Key Takeaways
- Adani Enterprises wins creditor approval for $1.53 billion Jaiprakash Associates takeover
- Creditors preferred Adani’s faster payment plan over Vedanta’s higher bid
- This marks one of India’s largest ongoing bankruptcy resolutions
India’s Jaiprakash Associates creditors have unanimously approved Adani Enterprises’ 135-billion-rupee ($1.53 billion) takeover bid, selecting it over a higher offer from Vedanta. The decision came after creditors, primarily Indian banks, favored Adani’s proposal due to its larger upfront payments and shorter 1.5-2 year payment timeline.

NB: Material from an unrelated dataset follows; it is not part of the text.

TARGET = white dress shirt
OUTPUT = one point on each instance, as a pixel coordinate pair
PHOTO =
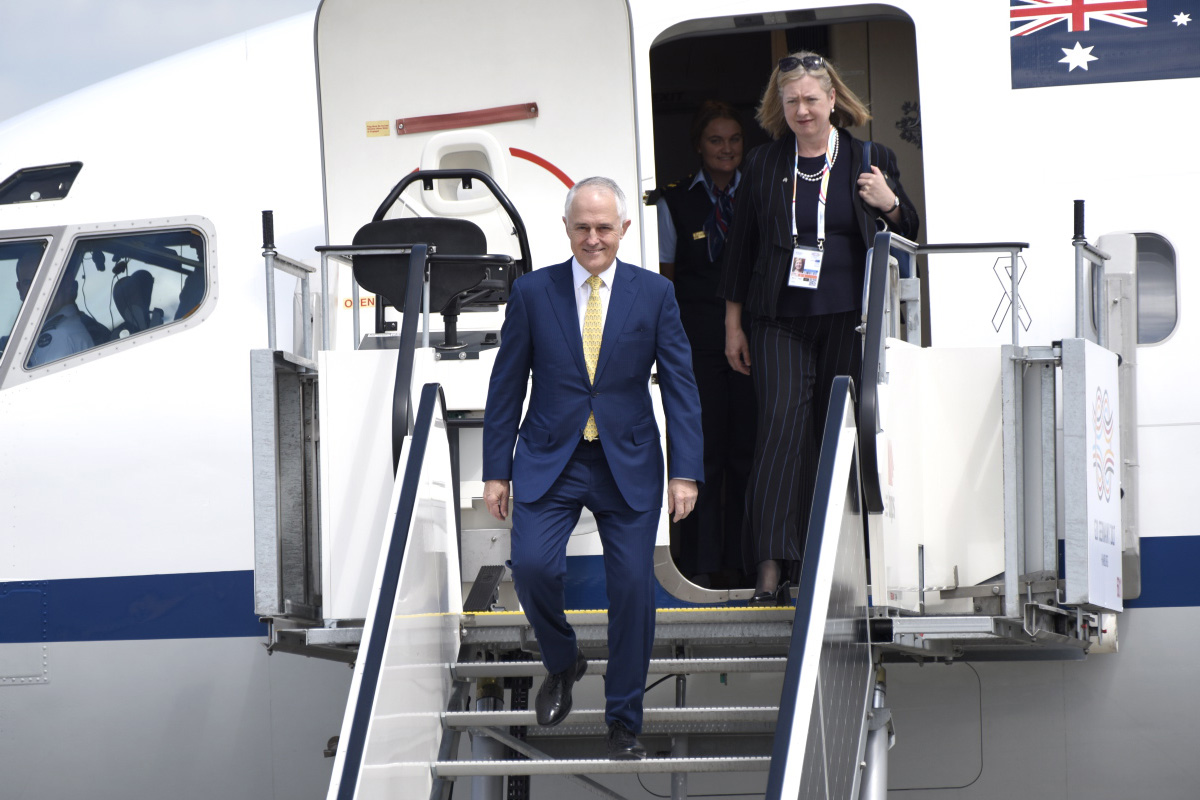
(583, 292)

Bidding War and Creditor Preference
While Vedanta had submitted a higher 170-billion-rupee bid, its five-year payment structure proved less attractive to stakeholders. “Creditors have voted in favor of Adani. Now the committee of creditors will take a final decision, likely reaffirming this outcome, and submit it to the National Company Law Tribunal (NCLT),” said one official familiar with the matter.
Other companies in the bidding process included Dalmia Bharat, Jindal Power, and PNC Infratech. Controlling shareholder Manoj Gaur also submitted a last-minute bid that was later withdrawn.
Background of the Bankruptcy Case
Jaiprakash Associates, once among India’s largest infrastructure conglomerates, owes creditors approximately 550 billion rupees. The company entered insolvency proceedings under India’s bankruptcy laws in June last year, making this one of the country’s most significant ongoing bankruptcy cases.
The National Asset Reconstruction Company (NARCL), which acquired Jaiprakash’s loans from a consortium led by State Bank of India, leads the list of claimants in the resolution process. Emails seeking comments from Adani Enterprises, Vedanta, and NARCL were not immediately answered.